The clearer your objectives, the easier it will be to create a plan. Having a deadline helps you prioritize savings and make sacrifices where needed.

Make your goals measurable

Quantify your goals to track progress. Break large goals into smaller, more manageable milestones.

Example:

  • Total Goal: Save $5,000 in one year.
  • Monthly Breakdown: Save $416 per month, or about $104 per week.

This makes it easier to see how far you’ve come and how much work remains. Use this savings goal calculator to find out how much you will need to save per month to meet your goal.

Ensure your goals are attainable

Setting ambitious goals is great, but they should remain realistic. Look at your budget and determine if your goals align with your income and expenses.

Ask yourself:

  • Can I realistically set aside this amount every month?
  • If not, how can I adjust my goal to fit my current financial situation?

It’s better to hit a smaller goal than to abandon an unrealistic one entirely.

Make goals relevant to your life

Your financial goals should align with your personal priorities. Consider how achieving them will enhance your overall well-being and align with your long-term plans.

For example:

  • Saving for a home down payment feels more rewarding if homeownership is a major life goal.
  • Paying off credit card debt may take precedence over saving for a luxury vacation.

When goals resonate with your values, it’s easier to stay motivated.

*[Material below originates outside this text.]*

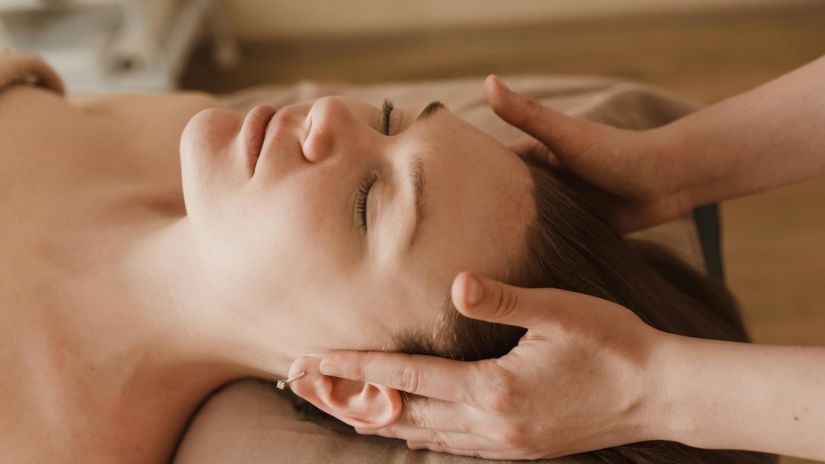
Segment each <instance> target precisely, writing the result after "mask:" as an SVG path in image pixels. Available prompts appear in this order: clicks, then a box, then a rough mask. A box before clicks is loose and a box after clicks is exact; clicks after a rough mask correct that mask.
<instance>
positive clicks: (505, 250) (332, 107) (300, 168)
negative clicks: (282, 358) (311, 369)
mask: <svg viewBox="0 0 825 464" xmlns="http://www.w3.org/2000/svg"><path fill="white" fill-rule="evenodd" d="M424 109H425V107H424V105H422V106H418V107H410V108H397V109H393V110H392V111H391V113H390V115H389V119H388V121H389V135H385V133H384V127H382V114H383V110H382V109H380V108H376V107H374V106H372V105H369V104H366V103H363V102H360V101H356V100H353V99H348V98H339V97H327V98H321V99H319V100H316V101H314V102H312V103H307V104H299V105H292V106H287V107H284V108H281V109H280V110H278V111H277V113H275V115H274V117H272V119H271V121H270V122H269V125H268V126H265V121H266V118H267V116H269V115H271V114H272V111H273V110H271V109H267V108H263V107H259V108H256V109H253V110H252V111H250V113H249V114H248V115H244V114H240V113H237V112H235V111H230V110H226V109H210V110H205V111H202V112H200V113H198V114H197V115H195V116H194V117H193V118H192V119H191V120H190V121H189V123H188V125H187V126H186V129H185V130H184V132H183V135H182V139H181V158H182V169H183V187H184V197H185V201H186V208H187V212H188V216H189V221H190V222H191V224H192V229H193V231H194V236H195V241H196V243H197V245H198V247H199V249H200V251H201V258H202V260H203V262H202V264H203V266H204V269H206V272H207V274H208V279H209V280H208V285H207V288H208V290H206V291H208V292H209V295H210V298H212V299H213V300H214V301H216V302H219V304H221V305H223V307H225V310H226V311H233V312H235V313H236V314H237V316H236V317H235V320H236V321H237V323H238V324H241V325H244V326H247V327H245V328H246V329H248V330H249V331H250V334H251V336H254V335H252V334H258V335H259V336H261V337H269V338H271V337H280V340H281V342H282V343H283V344H284V345H283V346H288V347H291V349H294V350H295V351H296V354H306V353H317V352H321V351H324V350H327V349H336V348H353V349H392V335H393V334H396V333H399V332H402V331H405V330H410V329H422V330H425V331H426V330H428V328H429V329H430V330H431V328H432V327H433V324H435V323H436V320H437V317H438V314H437V308H440V307H441V305H442V304H443V302H444V299H445V298H446V297H447V296H448V294H449V293H448V292H449V288H450V284H451V282H452V279H453V277H454V276H455V275H456V274H457V273H458V272H460V271H462V270H471V271H476V272H479V273H483V274H486V275H491V276H501V275H503V273H504V271H505V269H507V267H508V265H509V264H511V263H515V262H517V261H519V260H520V258H521V256H522V255H523V249H524V232H525V230H526V226H527V224H528V223H529V222H530V221H532V218H533V214H534V204H533V200H532V193H531V191H532V190H531V181H530V176H529V172H528V170H527V167H526V166H525V165H524V164H523V163H522V162H521V161H520V160H519V159H518V158H517V157H516V156H515V155H514V154H513V153H512V152H511V151H509V150H508V149H506V148H505V147H504V146H502V145H501V144H500V143H498V142H497V141H495V140H494V139H492V138H490V137H489V136H487V135H486V134H484V133H482V132H481V131H479V130H478V129H476V128H474V127H473V126H471V125H470V124H468V123H466V122H465V121H463V120H462V119H460V118H458V117H456V116H454V115H453V114H451V113H450V112H449V111H448V110H447V109H446V108H438V107H437V105H429V106H428V107H427V108H426V111H423V113H422V110H424ZM259 118H260V120H261V121H262V122H261V123H257V124H256V122H255V121H256V120H258V119H259ZM264 130H265V139H264V141H263V144H262V146H261V145H260V144H259V141H260V140H257V141H256V138H255V135H256V134H259V135H260V134H263V133H264ZM258 147H260V150H259V149H258ZM259 152H260V154H259V155H258V153H259Z"/></svg>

Tools and strategies to help you achieve your SMART financial goals

Here are some practical resources to help you stay on track:

  • Budgeting Tools: Tools like Webster First’s Money Management tool in online banking can help you monitor your spending, see where you need to cut back, and progress toward savings goals. The Debts tool can help you create a timeline and watch your path to paying off debt.
  • Automation: Set up automatic transfers to your savings account or automate bill payments to avoid late fees.
  • Debt Repayment Strategies:
    • Snowball Method: Pay off smaller debts first to build momentum.
    • Avalanche Method: Focus on high-interest debts to save money over time.
    • Read more about these strategies.
  • Savings and Investment Plans:
    • Use high-yield accounts to grow your savings faster.

Implementing these strategies can make it easier to achieve your goals efficiently.

Overcoming challenges in SMART goal setting

Even the best plans face challenges. Common obstacles include unexpected expenses, lack of motivation, and shifting priorities. Here’s how to tackle them:

  • Prepare for setbacks: Build a small buffer into your budget for unplanned expenses.
  • Revisit your goals: Periodically review and adjust your goals to ensure they remain realistic and relevant.
  • Celebrate small wins: Reaching mini-milestones can keep you motivated.

No matter the challenge, remember that progress is better than perfection.

Take control of your finances this year

Setting and achieving SMART goals can transform your financial health and set you up for long-term success. Whether it’s paying off debt, building savings, or preparing for a big purchase, the power is in your hands.